I am attempting to show that $$ \sum_{k \ge 1}^\infty {k^2 x^k \over (1+x^k)^2} \sim (1-x)^{-3} {\pi^2 \over 6} $$ as $x$ approaches 1 from below. The sum can be approximated by the integral $$ \int_0^\infty {k^2 x^k \over (1+x^k)^2} \: dk $$ and making the change of variable $u = x^k$ this is equal to $$ {1 \over \log^3 x} \int_1^0 {\log^2 u \over (1+u)^2} \: du. $$ Maple tells me that this integral is equal to $\pi^2/6$. Moreover if I try to find the same integral but with arbitrary rational numbers as bounds, it is successful: for example $$ \int_{1/2}^2 {\log^2 u \over (1+u)^2} \: du = -4 \log 2 \log 3 + {7 \over 3} \log^2 2 - 2 dilog(3) + 2 dilog(3/2). $$ Specifically, I'd like to know:
How can I find the integral in the third displayed equation (or, really what I'm interested in, the sum in the first displayed equation)?

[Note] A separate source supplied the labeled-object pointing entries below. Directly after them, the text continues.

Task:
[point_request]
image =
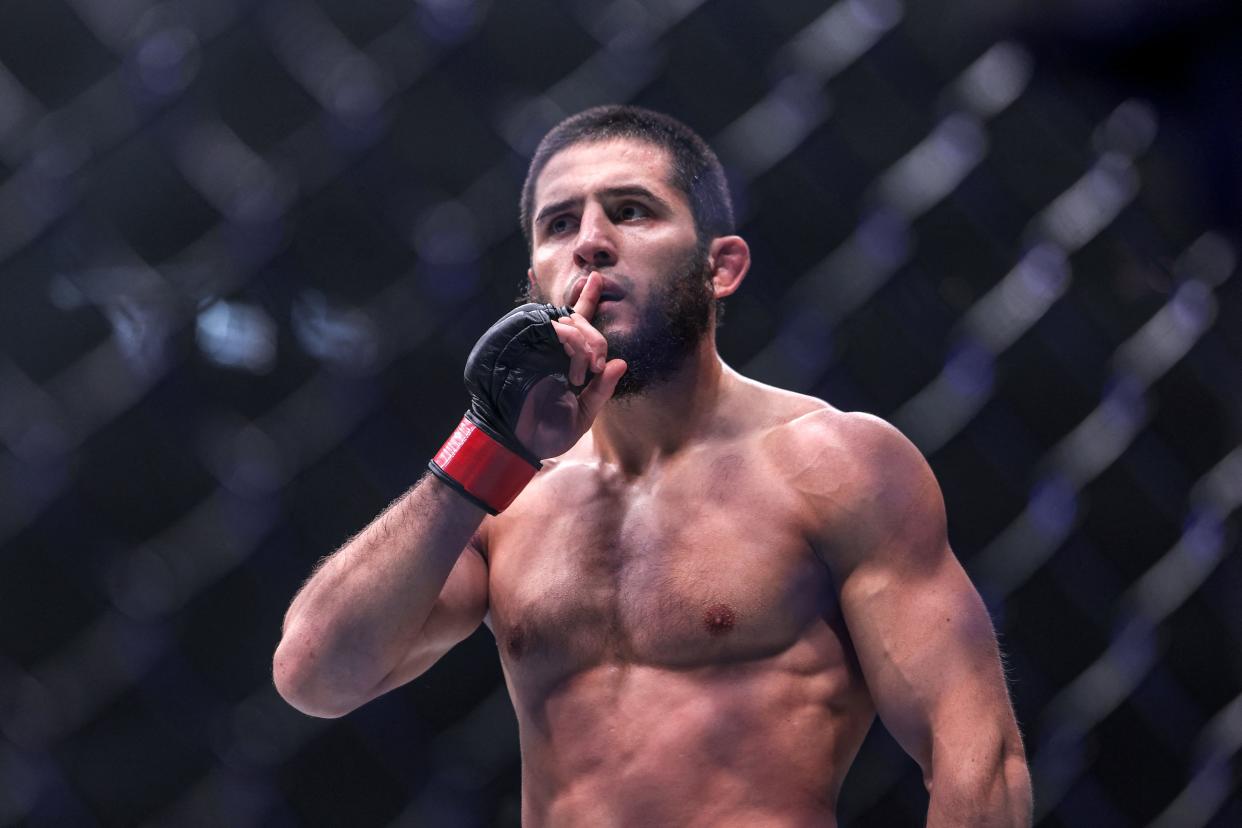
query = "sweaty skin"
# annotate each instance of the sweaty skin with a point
(709, 591)
(673, 644)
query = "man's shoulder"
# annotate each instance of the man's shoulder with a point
(847, 459)
(809, 427)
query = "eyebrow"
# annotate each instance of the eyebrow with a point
(610, 193)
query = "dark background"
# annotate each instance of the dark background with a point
(246, 246)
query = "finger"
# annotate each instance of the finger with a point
(589, 299)
(601, 387)
(593, 339)
(580, 353)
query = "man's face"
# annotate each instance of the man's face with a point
(609, 206)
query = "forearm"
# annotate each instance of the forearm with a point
(974, 788)
(357, 617)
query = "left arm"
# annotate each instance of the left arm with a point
(922, 633)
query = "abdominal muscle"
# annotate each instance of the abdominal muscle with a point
(765, 742)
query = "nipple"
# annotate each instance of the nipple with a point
(516, 642)
(718, 620)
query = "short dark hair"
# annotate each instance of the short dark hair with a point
(696, 170)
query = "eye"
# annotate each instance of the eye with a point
(632, 211)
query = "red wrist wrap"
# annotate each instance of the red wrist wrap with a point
(482, 468)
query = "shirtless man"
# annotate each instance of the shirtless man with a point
(712, 586)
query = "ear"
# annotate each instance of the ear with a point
(729, 258)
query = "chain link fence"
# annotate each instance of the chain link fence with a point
(245, 247)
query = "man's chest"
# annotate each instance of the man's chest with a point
(711, 566)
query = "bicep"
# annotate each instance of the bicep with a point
(457, 612)
(923, 636)
(925, 646)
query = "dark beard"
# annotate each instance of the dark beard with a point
(676, 318)
(671, 327)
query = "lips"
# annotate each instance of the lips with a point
(610, 293)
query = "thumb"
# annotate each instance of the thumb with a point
(601, 387)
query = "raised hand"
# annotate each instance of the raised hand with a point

How can I find the indefinite integral $\int \log^2 u / (1+u)^2 \: du$?
Various integrals of this type (roughly speaking, logarithms divided by polynomials) are recurring in my work. Presumably they can be computed with the ordinary techniques of calculus and the correct identities involving polylogarithms. What are these identities, or where can I find them?